Last revised: August 2, 2023

Ottawa Public Health provides information on the health effects from using cannabis so residents can make informed decisions that are best for them. Ottawa Public Health recommends that anyone who is considering the use of cannabis for medical purposes talk with a health care provider.

Prescription cannabinoids (nabilone and nabiximols) are approved therapeutic drugs in Canada. Dried and fresh cannabis and cannabis oil are not approved as therapeutic drugs by Health Canada as current research does not establish their safety and effectiveness. 

The evidence on cannabis for medical purposes continues to emerge. Some research shows that the CBD (cannabidiol) found in cannabis may help treat specific medical conditions. The College of Family Physicians of Canada has published a Simplified guideline for prescribing medical cannabinoids in primary care. A summary of the findings and guidelines is available. Recommendations include limiting medical cannabinoid use in general, but also outline potential restricted use in a small subset of medical conditions for which there is some evidence (neuropathic pain, palliative and end-of-life pain, chemotherapy-induced nausea and vomiting, and spasticity due to multiple sclerosis or spinal cord injury).

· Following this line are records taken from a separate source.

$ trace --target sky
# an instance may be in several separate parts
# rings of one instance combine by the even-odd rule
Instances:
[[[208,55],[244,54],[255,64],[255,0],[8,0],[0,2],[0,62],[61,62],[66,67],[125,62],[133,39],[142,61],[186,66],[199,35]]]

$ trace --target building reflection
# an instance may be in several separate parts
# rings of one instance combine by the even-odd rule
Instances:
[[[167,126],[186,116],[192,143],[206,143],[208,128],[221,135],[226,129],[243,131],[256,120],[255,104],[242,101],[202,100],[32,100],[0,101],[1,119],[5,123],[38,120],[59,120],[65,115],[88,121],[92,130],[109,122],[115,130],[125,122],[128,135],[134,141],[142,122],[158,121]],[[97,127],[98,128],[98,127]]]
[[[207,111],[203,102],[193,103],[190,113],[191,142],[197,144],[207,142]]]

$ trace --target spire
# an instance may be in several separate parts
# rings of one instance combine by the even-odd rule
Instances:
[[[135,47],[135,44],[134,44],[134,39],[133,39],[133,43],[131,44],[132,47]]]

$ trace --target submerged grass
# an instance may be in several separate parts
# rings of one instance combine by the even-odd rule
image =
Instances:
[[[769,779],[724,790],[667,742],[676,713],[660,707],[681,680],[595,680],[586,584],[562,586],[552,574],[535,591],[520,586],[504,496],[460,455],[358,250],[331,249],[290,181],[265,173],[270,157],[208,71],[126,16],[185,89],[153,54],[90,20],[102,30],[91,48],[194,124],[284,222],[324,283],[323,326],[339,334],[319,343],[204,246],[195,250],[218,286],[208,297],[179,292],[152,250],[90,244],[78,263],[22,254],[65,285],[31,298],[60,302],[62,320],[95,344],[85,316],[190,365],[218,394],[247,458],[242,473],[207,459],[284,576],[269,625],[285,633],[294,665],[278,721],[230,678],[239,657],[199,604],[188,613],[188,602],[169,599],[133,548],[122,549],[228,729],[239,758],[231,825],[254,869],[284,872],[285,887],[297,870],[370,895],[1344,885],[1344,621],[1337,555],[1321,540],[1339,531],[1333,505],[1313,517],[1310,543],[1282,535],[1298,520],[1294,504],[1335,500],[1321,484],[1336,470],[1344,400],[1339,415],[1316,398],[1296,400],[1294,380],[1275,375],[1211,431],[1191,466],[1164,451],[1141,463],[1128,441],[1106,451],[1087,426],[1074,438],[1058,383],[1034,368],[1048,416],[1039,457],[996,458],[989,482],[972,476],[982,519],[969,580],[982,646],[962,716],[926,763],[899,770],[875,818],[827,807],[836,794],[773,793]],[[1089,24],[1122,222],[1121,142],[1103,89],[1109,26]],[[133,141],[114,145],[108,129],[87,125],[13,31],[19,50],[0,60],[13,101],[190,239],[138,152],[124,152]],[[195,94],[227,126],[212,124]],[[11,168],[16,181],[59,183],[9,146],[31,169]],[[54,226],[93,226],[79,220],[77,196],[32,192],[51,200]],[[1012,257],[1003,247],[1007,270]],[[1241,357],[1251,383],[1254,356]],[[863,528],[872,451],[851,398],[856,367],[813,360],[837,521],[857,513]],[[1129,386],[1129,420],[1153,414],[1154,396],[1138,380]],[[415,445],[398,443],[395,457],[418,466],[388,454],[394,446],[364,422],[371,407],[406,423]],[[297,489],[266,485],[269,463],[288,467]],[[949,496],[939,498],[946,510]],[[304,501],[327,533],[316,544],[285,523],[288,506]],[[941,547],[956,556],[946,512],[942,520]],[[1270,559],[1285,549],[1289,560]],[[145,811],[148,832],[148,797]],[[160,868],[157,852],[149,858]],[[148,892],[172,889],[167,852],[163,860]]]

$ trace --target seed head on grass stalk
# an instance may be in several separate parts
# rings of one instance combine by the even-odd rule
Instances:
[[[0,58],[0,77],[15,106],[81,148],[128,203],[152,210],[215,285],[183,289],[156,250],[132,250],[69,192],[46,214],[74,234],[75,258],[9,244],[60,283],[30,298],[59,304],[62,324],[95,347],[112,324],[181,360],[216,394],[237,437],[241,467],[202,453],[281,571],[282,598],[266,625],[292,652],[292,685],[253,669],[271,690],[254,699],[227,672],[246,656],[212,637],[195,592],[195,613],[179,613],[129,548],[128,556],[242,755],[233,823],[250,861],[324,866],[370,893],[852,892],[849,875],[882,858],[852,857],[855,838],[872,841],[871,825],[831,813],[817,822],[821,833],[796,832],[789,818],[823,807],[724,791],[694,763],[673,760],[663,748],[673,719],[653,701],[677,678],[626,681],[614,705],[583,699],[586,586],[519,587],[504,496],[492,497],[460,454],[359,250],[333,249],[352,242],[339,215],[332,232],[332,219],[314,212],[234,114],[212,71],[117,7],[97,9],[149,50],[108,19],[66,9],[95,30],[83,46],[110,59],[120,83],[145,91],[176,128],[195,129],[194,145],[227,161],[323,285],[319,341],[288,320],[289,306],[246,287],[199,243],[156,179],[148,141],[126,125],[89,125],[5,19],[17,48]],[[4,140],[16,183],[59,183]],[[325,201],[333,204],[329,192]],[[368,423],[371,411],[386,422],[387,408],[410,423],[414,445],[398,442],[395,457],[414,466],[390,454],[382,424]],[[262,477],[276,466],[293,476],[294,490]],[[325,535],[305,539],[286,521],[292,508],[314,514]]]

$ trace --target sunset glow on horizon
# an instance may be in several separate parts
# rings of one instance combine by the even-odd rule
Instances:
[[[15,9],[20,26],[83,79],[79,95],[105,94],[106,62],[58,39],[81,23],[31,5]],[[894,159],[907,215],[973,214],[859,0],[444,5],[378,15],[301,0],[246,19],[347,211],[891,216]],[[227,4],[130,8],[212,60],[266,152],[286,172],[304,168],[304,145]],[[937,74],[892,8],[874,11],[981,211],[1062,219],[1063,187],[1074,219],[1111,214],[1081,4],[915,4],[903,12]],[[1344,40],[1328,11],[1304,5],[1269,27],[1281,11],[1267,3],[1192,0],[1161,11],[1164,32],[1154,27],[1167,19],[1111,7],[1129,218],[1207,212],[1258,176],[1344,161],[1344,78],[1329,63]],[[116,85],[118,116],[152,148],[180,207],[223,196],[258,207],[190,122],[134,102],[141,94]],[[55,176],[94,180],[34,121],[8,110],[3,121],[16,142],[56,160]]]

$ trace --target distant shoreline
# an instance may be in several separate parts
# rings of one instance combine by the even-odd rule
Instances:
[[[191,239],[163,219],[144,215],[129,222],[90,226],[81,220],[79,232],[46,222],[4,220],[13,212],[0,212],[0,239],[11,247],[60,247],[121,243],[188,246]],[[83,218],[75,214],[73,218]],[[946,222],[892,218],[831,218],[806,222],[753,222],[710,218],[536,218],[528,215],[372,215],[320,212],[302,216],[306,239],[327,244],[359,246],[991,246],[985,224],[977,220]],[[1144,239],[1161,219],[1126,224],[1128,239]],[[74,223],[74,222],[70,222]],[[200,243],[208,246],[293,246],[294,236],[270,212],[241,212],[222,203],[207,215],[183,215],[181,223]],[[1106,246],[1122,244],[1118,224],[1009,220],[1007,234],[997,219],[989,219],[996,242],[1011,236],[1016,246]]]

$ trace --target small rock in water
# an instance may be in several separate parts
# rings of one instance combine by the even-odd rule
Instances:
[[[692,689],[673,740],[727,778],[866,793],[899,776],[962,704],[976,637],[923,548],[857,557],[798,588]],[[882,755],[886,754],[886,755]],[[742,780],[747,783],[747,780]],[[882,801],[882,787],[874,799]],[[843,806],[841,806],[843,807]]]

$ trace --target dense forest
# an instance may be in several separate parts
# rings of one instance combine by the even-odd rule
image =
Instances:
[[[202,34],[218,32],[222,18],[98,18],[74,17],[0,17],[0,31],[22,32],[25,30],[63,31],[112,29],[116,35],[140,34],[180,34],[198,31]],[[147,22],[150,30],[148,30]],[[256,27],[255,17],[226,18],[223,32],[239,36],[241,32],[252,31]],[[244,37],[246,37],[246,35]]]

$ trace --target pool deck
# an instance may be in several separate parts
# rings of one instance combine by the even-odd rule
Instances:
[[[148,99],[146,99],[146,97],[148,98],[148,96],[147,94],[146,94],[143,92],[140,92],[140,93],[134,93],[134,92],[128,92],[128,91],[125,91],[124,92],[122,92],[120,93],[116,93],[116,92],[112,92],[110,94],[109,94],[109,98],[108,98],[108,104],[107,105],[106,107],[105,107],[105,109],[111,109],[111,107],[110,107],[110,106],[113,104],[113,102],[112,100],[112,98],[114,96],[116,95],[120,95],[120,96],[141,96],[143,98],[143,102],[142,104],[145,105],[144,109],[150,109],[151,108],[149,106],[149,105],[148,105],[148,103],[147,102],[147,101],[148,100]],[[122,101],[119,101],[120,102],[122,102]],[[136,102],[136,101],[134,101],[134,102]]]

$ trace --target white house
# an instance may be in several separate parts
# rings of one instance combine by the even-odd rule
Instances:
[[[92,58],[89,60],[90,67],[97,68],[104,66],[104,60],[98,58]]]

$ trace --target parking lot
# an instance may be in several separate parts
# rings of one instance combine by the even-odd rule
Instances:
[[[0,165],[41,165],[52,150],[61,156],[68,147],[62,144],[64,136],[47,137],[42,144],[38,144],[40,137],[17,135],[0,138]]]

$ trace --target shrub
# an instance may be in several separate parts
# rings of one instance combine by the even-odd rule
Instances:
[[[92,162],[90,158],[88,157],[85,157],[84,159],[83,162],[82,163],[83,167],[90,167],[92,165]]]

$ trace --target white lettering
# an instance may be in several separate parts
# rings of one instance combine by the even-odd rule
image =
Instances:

Concurrent Disorders – Mental Health and Cannabis Use

  • Mental illness and problems occurring with substance use often occur at the same time. Having one can increase the risk of developing the other.
  • Using cannabis can increase the risk of experiencing psychosis and schizophrenia, especially if your client is a teenager, uses every day or almost every day, or someone in their family has or had these conditions.
  • Some perons with mental illness report using cannabis to help cope with their symptoms. Cannabis can increase the presence of symptoms, especially for those with psychosis.
  • If your patient or someone in their family has a history of psychosis or problems occurring with substance use, it is best for them to avoid using cannabis. If a patient requires help to manage their stress, these online resources may be helpful.

Lower-Risk Cannabis Use Guidelines (LRCUG)

The Lower-Risk Cannabis Use Guidelines (LRCUG) are an evidence-based tool that allows persons who use cannabis to modify and reduce their risks for health harms associated with cannabis use based on evidence-informed recommendations. The scientific version of the LRCUG is published in the American Journal of Public Health (AJPH). These guidelines are mainly aimed at non-medical cannabis use.


Service Access to Recovery (SAR) is a starting point for persons 16 years and older who are concerned about their substance use and want to understand, discuss and access treatment options. Persons younger than 16 and using opioids will be assessed and referred in priority (parents can call to start the support process).

What can patients expect when they contact SAR?

SAR’s main goal is to help persons navigate the addictions treatment system so they can find the solutions they need and the treatment option that is right for them or their loved ones.

SAR conducts screening and assessments, provides information, support and guidance, triages and refers persons to treatment. This is a bilingual service.